According to a US cable released by WikiLeaks, Pfizer wanted to "put pressure" on Michael Aondoakaa.

He was heading a lawsuit against the company over a 1996 drug trial during a meningitis epidemic.

The trial allegedly led to the deaths of 11 children - charges Pfizer denies.

Pfizer reached a $75m (£47m) settlement last year with Nigeria's Kano government over the case, which also allegedly left dozens of children disabled.
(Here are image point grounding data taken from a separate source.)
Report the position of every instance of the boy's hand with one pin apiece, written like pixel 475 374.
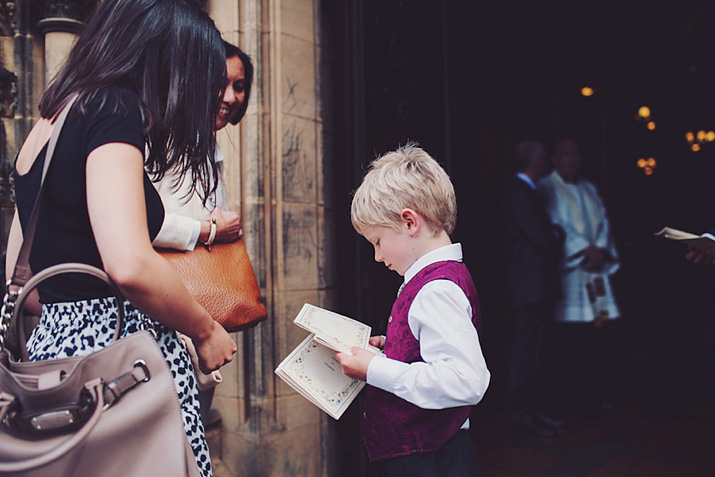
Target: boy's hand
pixel 377 341
pixel 355 365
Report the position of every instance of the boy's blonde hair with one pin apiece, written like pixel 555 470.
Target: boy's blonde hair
pixel 405 178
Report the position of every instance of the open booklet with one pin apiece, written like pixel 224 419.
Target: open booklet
pixel 312 368
pixel 705 241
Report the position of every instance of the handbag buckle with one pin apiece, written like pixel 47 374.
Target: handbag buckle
pixel 64 417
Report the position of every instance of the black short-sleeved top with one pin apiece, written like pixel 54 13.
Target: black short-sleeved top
pixel 64 233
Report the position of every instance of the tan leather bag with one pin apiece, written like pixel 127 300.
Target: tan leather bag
pixel 221 280
pixel 114 412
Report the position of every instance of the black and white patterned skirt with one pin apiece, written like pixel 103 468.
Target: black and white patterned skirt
pixel 81 327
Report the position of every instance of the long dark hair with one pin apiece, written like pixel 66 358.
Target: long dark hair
pixel 233 51
pixel 170 53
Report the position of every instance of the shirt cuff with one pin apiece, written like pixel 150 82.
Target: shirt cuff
pixel 194 239
pixel 381 372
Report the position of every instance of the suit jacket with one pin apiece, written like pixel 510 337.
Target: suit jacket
pixel 533 245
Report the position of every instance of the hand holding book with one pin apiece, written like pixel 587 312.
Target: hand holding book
pixel 701 248
pixel 313 369
pixel 356 362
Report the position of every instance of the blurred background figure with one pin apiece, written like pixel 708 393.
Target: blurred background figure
pixel 533 245
pixel 586 334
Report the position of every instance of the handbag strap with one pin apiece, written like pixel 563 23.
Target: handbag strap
pixel 52 271
pixel 95 387
pixel 22 270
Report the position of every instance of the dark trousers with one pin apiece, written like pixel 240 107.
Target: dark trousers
pixel 526 365
pixel 454 459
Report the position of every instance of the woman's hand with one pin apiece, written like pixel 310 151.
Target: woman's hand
pixel 228 226
pixel 215 350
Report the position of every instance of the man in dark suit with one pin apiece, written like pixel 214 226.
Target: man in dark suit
pixel 533 245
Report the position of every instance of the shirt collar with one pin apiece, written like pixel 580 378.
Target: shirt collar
pixel 448 252
pixel 526 179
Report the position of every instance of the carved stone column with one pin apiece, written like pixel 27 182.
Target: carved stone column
pixel 60 21
pixel 276 174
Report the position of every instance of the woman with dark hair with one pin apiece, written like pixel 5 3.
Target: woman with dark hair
pixel 144 72
pixel 189 220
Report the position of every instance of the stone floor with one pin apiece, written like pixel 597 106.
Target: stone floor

In a statement released by Pfizer in response to the leaked diplomatic cable published by the UK's Guardian newspaper, the pharmaceutical company said it "negotiated the settlement with the federal government of Nigeria in good faith and its conduct in reaching that agreement was proper".

The cable quoted conversations said to have taken place between US embassy staff and Pfizer's head in Nigeria, Enrico Liggeri.

It referred to a meeting between Mr Liggeri and US officials on 9 April 2009.

"According to Liggeri, Pfizer had hired investigators to uncover corruption links to Federal Attorney General Michael Aondoakaa to expose him and put pressure on him to drop the federal cases," the cable released by the whistle-blowing website WikiLeaks said.

"He said Pfizer's investigators were passing this information to local media."

Mr Aondoakaa was removed from the position of justice minister in February this year by Nigerian President Goodluck Jonathan.